Dandelion Butter is a floral fragrance that launched in 2025 and was created by Laura Oberwetter. It was inspired by every nostalgic and evocative aspect of the American midwest. It takes its name from a classic schoolchildren's game that goes back centuries. A plucked dandelion is held under someone's chin as they're asked, "Do you like butter?", as they turn their face to the sky to see if the flower casts a yellow glow on their chin. In some versions, the head of the flower is rubbed into the chin ("Chin Up, Buttercup!"), leaving a bright yellow streak that indicates, however silly the idea, that the bearer of the mark has an obvious love of butter. It's the kind of whimsically illogical tradition that survives countless generations because it doesn't quite make sense- except, perhaps, in the wonderfully playful and boundlessly curious world of childhood. Drawing from this amusement, Dandelion Butter is itself playful- bright, fresh, and imbued with naïveté. Bright, green dandelion stalks and warm yellow florals give off a vibrant pop, evoking an a realistic portrait of summertime, with a sprinkling of dusty pollen to complete the portrait. Meanwhile, a creamy, salty butter note adds a delectable warmth that feels like sunlight itself, calling to your younger self to come outside and enjoy a perfect day. Dandelion Butter features notes of pollen, dandelion greens, yellow dandelion, snapped stem, milky sap, salted butter and dandelion-stained chin. It is an eau de parfum, edp.
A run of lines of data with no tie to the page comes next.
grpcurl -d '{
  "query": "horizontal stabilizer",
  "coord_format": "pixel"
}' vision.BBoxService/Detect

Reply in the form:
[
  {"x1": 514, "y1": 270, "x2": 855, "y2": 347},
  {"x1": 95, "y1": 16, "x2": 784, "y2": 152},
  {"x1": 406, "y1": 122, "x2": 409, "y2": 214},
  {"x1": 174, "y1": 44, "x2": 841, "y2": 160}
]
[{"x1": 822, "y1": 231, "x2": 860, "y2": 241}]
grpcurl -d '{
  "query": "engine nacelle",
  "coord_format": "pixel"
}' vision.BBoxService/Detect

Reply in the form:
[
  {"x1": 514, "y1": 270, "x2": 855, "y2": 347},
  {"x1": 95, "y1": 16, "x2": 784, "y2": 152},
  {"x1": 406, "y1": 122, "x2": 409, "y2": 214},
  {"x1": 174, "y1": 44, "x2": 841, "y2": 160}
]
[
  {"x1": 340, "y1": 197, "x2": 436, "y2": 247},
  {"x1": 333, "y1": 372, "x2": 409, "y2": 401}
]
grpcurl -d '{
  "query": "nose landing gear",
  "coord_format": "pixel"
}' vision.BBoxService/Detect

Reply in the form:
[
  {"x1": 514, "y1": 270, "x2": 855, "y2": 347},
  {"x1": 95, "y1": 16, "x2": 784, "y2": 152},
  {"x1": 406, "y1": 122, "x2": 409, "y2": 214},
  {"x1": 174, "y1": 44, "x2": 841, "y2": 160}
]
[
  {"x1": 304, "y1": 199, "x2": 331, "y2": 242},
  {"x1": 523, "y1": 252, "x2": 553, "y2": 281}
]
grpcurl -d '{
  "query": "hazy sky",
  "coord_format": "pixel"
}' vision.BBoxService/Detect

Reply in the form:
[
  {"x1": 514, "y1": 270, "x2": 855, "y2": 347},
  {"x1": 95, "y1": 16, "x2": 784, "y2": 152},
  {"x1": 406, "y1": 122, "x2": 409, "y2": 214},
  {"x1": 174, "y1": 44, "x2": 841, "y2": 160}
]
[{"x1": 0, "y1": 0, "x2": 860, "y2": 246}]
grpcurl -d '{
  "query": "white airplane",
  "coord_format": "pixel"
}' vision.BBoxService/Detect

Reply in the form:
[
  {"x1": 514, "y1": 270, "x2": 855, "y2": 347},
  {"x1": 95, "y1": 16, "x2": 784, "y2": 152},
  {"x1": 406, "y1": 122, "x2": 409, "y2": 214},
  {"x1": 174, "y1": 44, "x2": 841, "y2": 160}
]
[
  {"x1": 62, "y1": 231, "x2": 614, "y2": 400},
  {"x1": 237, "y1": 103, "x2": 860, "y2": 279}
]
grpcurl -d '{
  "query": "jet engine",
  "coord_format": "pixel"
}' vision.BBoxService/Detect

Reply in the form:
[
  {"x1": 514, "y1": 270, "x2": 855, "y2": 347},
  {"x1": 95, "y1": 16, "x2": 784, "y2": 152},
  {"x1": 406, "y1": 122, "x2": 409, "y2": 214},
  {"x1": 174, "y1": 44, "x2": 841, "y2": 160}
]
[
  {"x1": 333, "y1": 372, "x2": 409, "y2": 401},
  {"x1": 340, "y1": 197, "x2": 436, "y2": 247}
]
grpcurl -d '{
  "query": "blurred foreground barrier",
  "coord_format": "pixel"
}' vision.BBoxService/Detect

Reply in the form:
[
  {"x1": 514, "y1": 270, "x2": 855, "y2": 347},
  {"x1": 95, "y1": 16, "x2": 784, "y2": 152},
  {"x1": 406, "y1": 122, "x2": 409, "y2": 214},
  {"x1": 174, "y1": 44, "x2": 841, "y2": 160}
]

Fragrantica: "I have been eagerly awaiting "Dandelion Butter | Clue Perfumery" out of curiosity to how it would smell. This is such a beautifully made, realistic, freshly picked Dandelion scent. The artistic skill that must have gone into creating this blows me away! "Dandelion Butter | Clue Perfumery" opens with a kind of fresh, sweet grassy/floral scent. It takes me back to being a young child. It’s an early spring morning, the sun is shining and I’m lying on the grass. I can smell the earth and that morning dew type of scent rising from the grass and flowers. This is definitely a fragrance that invokes happy memories and relaxing, meditative vibes. The scent progresses as it would as if you were there in the moment, picking dandelions, scoring the stems and making dandelion chains. I can smell the freshly snapped green stem, with a hint of earthiness and the smell of the pollen. There’s still a little sweetness in the background, but overall this is a very green, hyper realistic scent. The far dry down actually reminds me of Angelique Noir by Guerlain. I don’t get any milk or butter, which I’m not bothered about. I think they’ve done an incredible job to create something that smells so spot on. This is such a unique little creative masterpiece! This is something I will have to add to my collection because of the feelings and memories it brings with it. 10/10"
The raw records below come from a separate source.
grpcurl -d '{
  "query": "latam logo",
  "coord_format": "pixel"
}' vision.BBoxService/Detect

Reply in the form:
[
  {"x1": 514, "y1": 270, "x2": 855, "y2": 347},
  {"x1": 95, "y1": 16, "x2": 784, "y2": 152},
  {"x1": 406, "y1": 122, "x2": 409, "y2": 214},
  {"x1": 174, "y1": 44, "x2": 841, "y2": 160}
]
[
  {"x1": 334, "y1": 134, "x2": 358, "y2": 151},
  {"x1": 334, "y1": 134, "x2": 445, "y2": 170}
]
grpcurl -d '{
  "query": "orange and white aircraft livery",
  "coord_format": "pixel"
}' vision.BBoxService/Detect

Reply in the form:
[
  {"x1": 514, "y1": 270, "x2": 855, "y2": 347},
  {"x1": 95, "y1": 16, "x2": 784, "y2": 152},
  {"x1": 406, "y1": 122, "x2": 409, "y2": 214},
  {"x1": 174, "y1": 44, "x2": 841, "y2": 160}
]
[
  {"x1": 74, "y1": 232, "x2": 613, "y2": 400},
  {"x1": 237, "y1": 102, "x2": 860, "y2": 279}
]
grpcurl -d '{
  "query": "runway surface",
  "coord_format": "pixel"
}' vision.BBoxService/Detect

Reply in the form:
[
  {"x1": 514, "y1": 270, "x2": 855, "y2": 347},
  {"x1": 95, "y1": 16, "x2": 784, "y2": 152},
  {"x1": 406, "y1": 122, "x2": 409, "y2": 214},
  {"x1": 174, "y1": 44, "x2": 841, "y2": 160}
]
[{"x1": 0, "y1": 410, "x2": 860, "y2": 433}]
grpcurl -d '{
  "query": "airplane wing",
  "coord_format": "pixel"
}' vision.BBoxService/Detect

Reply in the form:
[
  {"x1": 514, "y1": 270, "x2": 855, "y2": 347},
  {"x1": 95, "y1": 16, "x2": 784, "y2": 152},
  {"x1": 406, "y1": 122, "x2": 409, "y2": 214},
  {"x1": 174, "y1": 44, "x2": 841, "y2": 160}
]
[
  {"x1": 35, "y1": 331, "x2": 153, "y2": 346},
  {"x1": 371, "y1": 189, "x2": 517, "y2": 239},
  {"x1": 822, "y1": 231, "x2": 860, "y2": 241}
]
Fragrantica: "Years of a strained relationship have admittedly soured my perception of my grandmother, but sometimes I am forced to remember that, while she may have given my inheritance to someone on the internet claiming to be Bret Michaels, she was also once in her twenties with a baby on each hip, once a teenager in her wedding dress, once a little girl without a mother who still wanted to be pretty. I expected Clue’s Dandelion Butter to vaguely, playfully suggest my own childhood, the memories I have of neighborhood girls in their bike helmets pulling dandelions out of the sidewalk and showing me the way to eat them. There *is* a powdery tone to it like crisp little petals drying the inside of your mouth, but it’s one that conjures the scented baby powder that Grammy was still using liberally in 2008 out of a bottle a decade older than me. That isn’t a bad thing. After all, you can’t exactly use baby powder anymore, can you? In the wood paneling and slick linoleum of her bathroom, I would paw through cabinets and drawers to try on beauty products that had been hoarded away since the 1960s. My fascination with fragrance was born in those 10 tiny glass bottles of “poppy”, “violet”, “rose” - each a variation on the musky floral punchiness so popular in previous generations. I’m not trying to imply that Dandelion Butter smells outdated or actually like a grandma perfume, far from it. This fragrance is young and fresh and green and intimate and full of hope, creamed butter, and sugar. Grammy never actually wore perfume, never noticed the lowering levels of Guerlain in the cabinets or the fact that I must have smelled like I had just finished a shift at the cosmetic counter at seven years old. So maybe she had just forgotten about the bottles, but at times I think that maybe she had been saving them for the life she thought she deserved. A dandelion, too, grows through concrete and grows through the bleach-hot summer only to dissolve into wishes."